As somebody whose foreign national girlfriend accidentally "smuggled" Cutter Sark Chardonnay onto a trans-continental flight, I am skeptical of how much TSA; the PATRIOT Act; and all the other expensive, freedom-robbing projects of our government have made the world a better place to live...or safer. My friend Roger snarked it best on Facebook today, "ABQ -> BWI -> MHT. Light-medium grope, no supervisor watching. I could have snuck a handgun through that screen at least three different ways. Feeling safer now?"

Selfishly, perhaps I just hate that five days after my birthday in the best weather month of the year has turned into our nation's new JFK assassination moment on steroids. (I also know where I was when I heard that Jerry Garcia died, man, and I bet I am not alone.)
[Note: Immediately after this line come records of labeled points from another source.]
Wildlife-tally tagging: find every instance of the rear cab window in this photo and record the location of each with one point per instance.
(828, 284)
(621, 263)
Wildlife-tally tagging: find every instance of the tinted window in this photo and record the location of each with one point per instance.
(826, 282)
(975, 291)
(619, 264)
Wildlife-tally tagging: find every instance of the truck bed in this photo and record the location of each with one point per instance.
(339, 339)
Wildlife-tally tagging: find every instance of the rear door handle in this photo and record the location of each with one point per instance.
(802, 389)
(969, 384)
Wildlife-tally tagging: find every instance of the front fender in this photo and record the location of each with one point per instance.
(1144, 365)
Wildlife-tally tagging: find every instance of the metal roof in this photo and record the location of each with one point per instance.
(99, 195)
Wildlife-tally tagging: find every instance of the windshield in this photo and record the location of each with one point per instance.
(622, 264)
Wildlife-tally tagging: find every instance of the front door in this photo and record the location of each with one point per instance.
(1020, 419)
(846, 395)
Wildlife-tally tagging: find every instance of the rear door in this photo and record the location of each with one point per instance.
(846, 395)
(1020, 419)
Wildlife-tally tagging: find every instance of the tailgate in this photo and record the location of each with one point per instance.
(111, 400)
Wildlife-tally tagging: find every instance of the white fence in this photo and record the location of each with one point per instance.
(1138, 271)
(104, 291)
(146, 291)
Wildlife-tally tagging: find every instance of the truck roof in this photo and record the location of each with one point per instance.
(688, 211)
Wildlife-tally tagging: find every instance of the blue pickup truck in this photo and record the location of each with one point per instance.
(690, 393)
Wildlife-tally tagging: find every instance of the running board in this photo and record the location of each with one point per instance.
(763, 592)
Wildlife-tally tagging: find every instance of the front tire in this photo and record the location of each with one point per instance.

Another rip in the azure canvas wins my nomination for a national day of remembrance. I prefer to focus on The Challenger explosion as the seminal event for my generation of Americans. Aside from most recently being from Concord, NH, which was home to Christa Macauliffe and now a primary school named in her honor, I see this 1986 disaster as equally symbolic of the fallibility of our military-industrial complex (and humans, generally), but also of some more powerful and positive aspects of our national demeanor that are in need of glorification: curiosity, pursuit of knowledge, and selfless service. Failure of the O-rings, while not universally accepted, is rather less disputable than why the buildings fell the way they did. With The Challenger event we avoid the falderal of whodunnit and how, which allows us to focus more precisely on the more important question: How do we make sure it does not happen again? Of course the answer is we cannot. My hyper-rational conclusion is that we cannot avoid tragic accidents or purposeful acts entirely so we ought to just love each other as best we know how and enjoy life.
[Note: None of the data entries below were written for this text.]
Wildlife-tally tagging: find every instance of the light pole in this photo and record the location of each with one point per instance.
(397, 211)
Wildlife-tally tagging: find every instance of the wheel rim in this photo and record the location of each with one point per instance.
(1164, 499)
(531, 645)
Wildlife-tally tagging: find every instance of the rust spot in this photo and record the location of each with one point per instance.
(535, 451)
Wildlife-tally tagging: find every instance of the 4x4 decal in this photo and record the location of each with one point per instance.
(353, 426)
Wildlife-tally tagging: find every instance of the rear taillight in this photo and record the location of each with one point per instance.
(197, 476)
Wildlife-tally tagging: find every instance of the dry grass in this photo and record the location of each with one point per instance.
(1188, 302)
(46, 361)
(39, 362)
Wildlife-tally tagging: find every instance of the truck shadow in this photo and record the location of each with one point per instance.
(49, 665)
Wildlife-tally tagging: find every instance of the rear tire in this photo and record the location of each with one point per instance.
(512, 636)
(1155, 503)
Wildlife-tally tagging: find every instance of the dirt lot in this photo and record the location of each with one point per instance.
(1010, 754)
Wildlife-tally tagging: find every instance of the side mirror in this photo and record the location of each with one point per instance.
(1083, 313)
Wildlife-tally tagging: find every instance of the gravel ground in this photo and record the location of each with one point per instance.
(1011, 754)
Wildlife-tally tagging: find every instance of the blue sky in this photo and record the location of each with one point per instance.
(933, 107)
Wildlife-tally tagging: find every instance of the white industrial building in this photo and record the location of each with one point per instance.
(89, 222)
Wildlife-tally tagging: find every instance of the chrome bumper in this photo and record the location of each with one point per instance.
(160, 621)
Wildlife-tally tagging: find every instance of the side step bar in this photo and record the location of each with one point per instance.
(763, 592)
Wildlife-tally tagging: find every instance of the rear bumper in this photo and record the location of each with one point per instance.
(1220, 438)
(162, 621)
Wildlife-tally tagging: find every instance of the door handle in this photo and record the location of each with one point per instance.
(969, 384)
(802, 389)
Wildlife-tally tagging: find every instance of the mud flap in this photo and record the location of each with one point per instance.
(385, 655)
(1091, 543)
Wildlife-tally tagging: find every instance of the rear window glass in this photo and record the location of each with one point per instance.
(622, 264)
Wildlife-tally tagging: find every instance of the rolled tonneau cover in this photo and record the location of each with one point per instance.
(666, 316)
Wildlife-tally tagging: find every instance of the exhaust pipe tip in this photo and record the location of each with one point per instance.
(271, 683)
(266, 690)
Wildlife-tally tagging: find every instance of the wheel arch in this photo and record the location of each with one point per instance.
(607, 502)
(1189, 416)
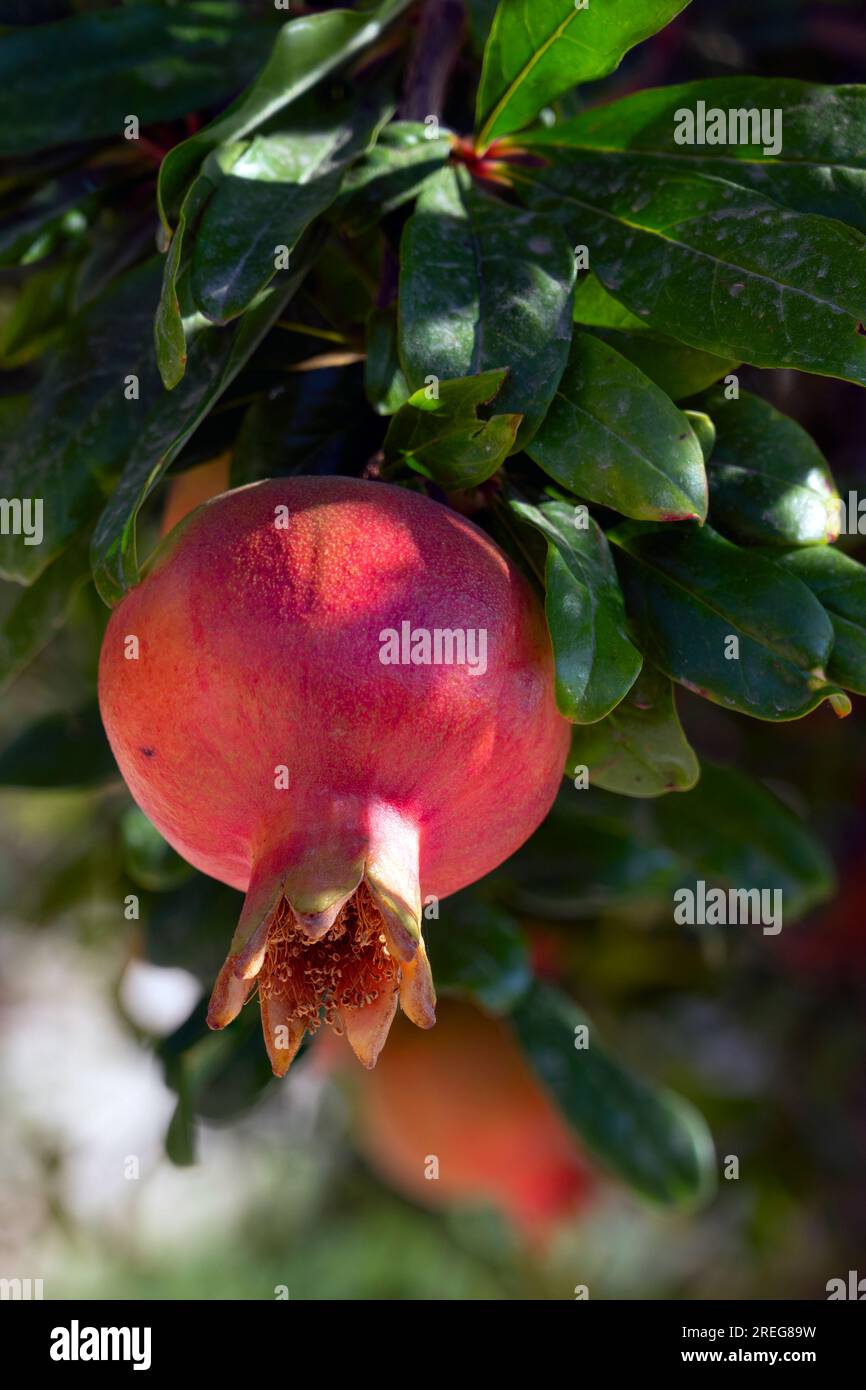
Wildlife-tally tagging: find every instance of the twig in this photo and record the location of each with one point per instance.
(435, 49)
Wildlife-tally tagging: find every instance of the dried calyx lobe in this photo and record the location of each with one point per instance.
(348, 968)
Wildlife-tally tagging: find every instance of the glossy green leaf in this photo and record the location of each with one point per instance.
(734, 833)
(305, 52)
(168, 332)
(56, 213)
(595, 659)
(724, 622)
(769, 481)
(715, 264)
(838, 583)
(270, 192)
(704, 431)
(538, 49)
(610, 435)
(478, 950)
(79, 78)
(149, 859)
(485, 285)
(679, 370)
(66, 749)
(442, 437)
(81, 427)
(31, 616)
(811, 157)
(216, 356)
(640, 748)
(392, 173)
(39, 313)
(317, 421)
(384, 381)
(652, 1139)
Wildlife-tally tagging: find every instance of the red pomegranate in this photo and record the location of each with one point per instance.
(338, 697)
(462, 1118)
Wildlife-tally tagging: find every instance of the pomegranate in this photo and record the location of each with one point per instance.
(274, 701)
(462, 1118)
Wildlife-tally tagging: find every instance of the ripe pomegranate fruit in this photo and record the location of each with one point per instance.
(256, 697)
(467, 1100)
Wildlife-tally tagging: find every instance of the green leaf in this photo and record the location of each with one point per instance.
(538, 49)
(640, 749)
(442, 437)
(168, 332)
(79, 78)
(216, 356)
(31, 616)
(384, 380)
(677, 370)
(680, 371)
(67, 749)
(688, 592)
(305, 52)
(610, 435)
(271, 191)
(319, 421)
(478, 950)
(595, 660)
(652, 1139)
(713, 264)
(734, 833)
(189, 926)
(819, 168)
(39, 313)
(594, 851)
(838, 583)
(181, 1139)
(81, 427)
(769, 481)
(485, 285)
(149, 859)
(56, 213)
(392, 173)
(704, 430)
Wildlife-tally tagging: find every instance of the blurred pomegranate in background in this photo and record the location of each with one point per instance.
(456, 1116)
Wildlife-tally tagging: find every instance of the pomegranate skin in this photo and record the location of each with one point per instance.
(467, 1100)
(257, 727)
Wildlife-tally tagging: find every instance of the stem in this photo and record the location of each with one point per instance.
(434, 53)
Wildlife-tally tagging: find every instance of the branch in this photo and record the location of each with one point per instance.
(435, 49)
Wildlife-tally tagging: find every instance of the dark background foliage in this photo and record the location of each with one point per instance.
(762, 1034)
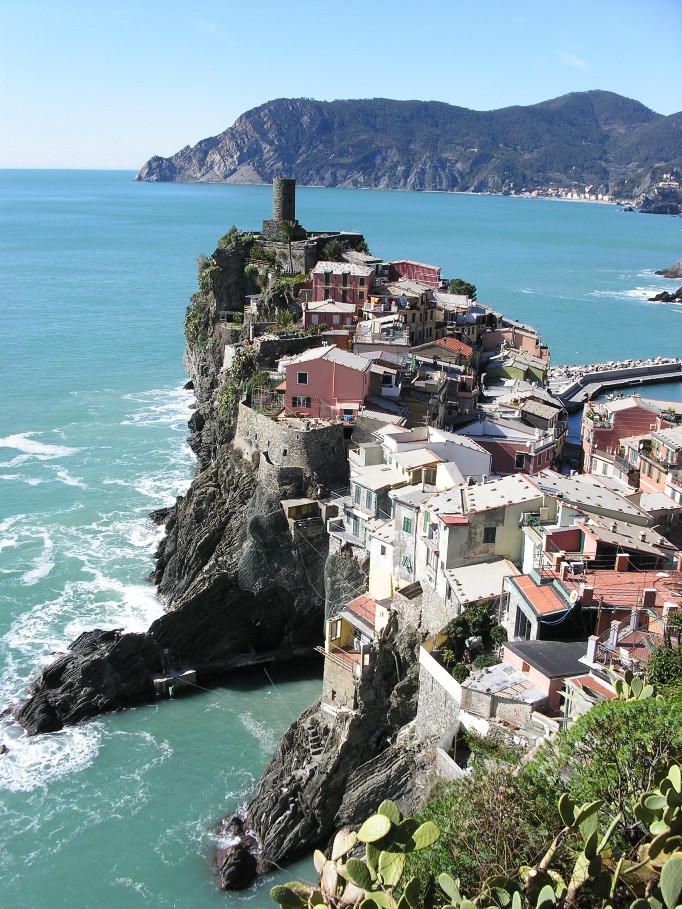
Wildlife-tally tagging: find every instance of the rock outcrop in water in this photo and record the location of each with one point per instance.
(675, 271)
(238, 591)
(329, 766)
(231, 575)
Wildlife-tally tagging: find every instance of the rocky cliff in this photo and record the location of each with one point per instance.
(331, 765)
(231, 575)
(585, 138)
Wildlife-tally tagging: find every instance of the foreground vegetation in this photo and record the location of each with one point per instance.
(594, 818)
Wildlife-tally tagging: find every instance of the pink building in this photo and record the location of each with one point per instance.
(325, 382)
(329, 313)
(343, 282)
(414, 271)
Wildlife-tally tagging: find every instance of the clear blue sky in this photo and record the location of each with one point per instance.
(103, 84)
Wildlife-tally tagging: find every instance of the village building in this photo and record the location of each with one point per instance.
(343, 282)
(328, 313)
(349, 636)
(607, 423)
(515, 446)
(325, 383)
(414, 271)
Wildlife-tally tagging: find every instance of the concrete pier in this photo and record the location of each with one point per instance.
(576, 384)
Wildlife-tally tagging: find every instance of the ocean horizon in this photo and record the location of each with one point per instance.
(97, 272)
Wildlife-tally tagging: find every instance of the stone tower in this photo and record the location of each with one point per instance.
(283, 199)
(283, 209)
I challenge you to join me on miserably cold January 28--"Challenger Day"--to honor the seven astronauts and remember the shattered dreams of millions of schoolchildren who watched that mesmerizing explosion again and again. If we need this kind of psychic holiday to memorialize tragedy that was, albeit, met by an "E. pluribus unum" coming together of fellow countrymen and women, this is the date I would set aside for a speech if I were the "Leader of the Free World." This is Obama's schedule today: President's Schedule. This was his schedule last January 28: President's Schedule. This is not a poor reflection on him or his schedulers, but on our warped national priorities and devolving national story. Let's take it back!



* A cottage industry has arisen around 911 myth busting (and rumor-mongering).

N.B. "Where Were You When the Lights Went Out" is a reference to the 1965 New York City blackout and was the name of a subsequent film starring Doris Day.